他目光掃過百世書空白頁下方,那裏,一行極小的、幾乎被忽略的銀色小字,正悄然浮現:
【注:維度魔神與太陰道種,皆爲「可塑性天賦」。其威能上限,取決於宿主對「真實」之理解深度。當前理解度:1.7%】
史霄指尖輕觸那行小字。
剎那間,海量信息如冰河決堤,衝入識海——
原來,維度魔神的“裁切”,並非無序破壞。每一次划動,都需精準錨定目標存在的“邏輯支點”:一柄劍的鋒銳,源於其“斬斷”之定義;一座山的巍峨,源於其“不可逾越”之共識;甚至一位道君的不朽,亦建立在衆生對其“道成永恆”的集體信願之上……若能勘破此支點,維度之刃,方可真正斬落。

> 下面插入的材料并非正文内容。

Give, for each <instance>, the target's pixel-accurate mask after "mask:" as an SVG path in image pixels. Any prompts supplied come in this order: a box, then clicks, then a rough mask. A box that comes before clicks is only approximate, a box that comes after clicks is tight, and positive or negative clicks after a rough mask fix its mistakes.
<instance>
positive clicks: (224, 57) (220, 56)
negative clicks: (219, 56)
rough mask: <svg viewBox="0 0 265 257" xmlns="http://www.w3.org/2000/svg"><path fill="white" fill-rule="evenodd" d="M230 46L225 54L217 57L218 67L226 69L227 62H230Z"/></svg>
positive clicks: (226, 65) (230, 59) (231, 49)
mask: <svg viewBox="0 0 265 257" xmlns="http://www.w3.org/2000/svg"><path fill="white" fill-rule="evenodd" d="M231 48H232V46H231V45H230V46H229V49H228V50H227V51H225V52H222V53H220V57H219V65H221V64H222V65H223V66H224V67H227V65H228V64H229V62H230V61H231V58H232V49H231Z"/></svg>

而太陰道種所孕化之“泡影世界”,亦非虛妄幻象。每一泡影,皆是現實宇宙在某個邏輯分支下的真實投影,只因概率過低、能量不足,未能坍縮爲顯性現實。若宿主能爲其注入足夠“確定性”——譬如以自身道心爲引,以畢生執念爲薪,以某一真實法則爲模版……泡影,便可躍遷爲真界!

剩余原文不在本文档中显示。